The XML dumps of Wikidata contain many JSON serialization errors where empty maps {} are wrongly serialized as empty lists []. This affects many different fields, such as "claims", "aliases", and "descriptions", and it seems likely that all empty maps are serialized wrongly.

This is a major inconvenience to all users who for some reason or other prefer XML over the JSON dumps (which do not have the problem). In particular, the XML dumps are needed to get access to the full history of the pages. Using the same JSON as used in the JSON dumps would fix the problem.

Event Timeline

mkroetzsch raised the priority of this task from to Normal.
mkroetzsch updated the task description. (Show Details)
Restricted Application added a subscriber: Aklapper. · View Herald TranscriptFeb 27 2015, 8:04 PM

Related to T73349 which was opened for the JSON dump.

Quoting @daniel from wikidata-l@lists

Actually... the XML dump should already be using the new code. The same code in
fact that generates the JSON files.
The problem is that old revisions get taken directly from old dumps, and do not
get re-serialized. I thought we had worked around this, but replicating the
elaborate setup MWF uses for generating dumps is hard, so testing is a pain...

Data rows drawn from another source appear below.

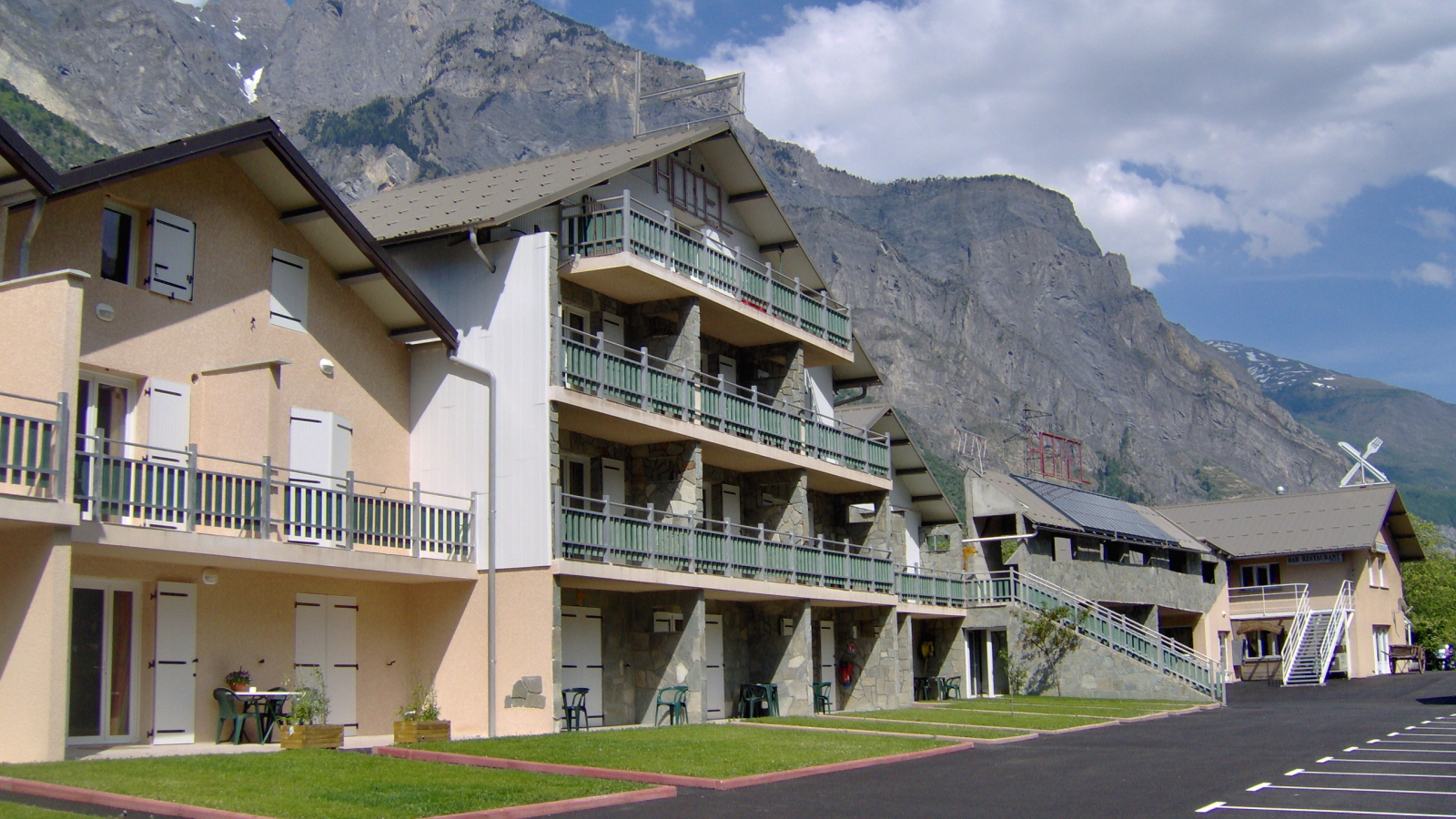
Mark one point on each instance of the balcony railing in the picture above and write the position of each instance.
(596, 366)
(604, 531)
(1269, 601)
(33, 448)
(146, 486)
(622, 223)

Related problem in the mediawiki API output: T12887

Jonas renamed this task from Empty JSON maps serialized as empty lists in XML dumps to [Bug] Empty JSON maps sare erialized as empty lists in XML dumps.Sep 10 2015, 1:20 PM
Jonas set Security to None.
JanZerebecki renamed this task from [Bug] Empty JSON maps sare erialized as empty lists in XML dumps to [Bug] Empty JSON maps are serialized as empty lists in XML dumps.Sep 10 2015, 1:37 PM
hoo closed this task as Resolved.Oct 5 2017, 3:08 PM
hoo assigned this task to JanZerebecki.
hoo added a subscriber: hoo.

Probably also fixed, along with T12887.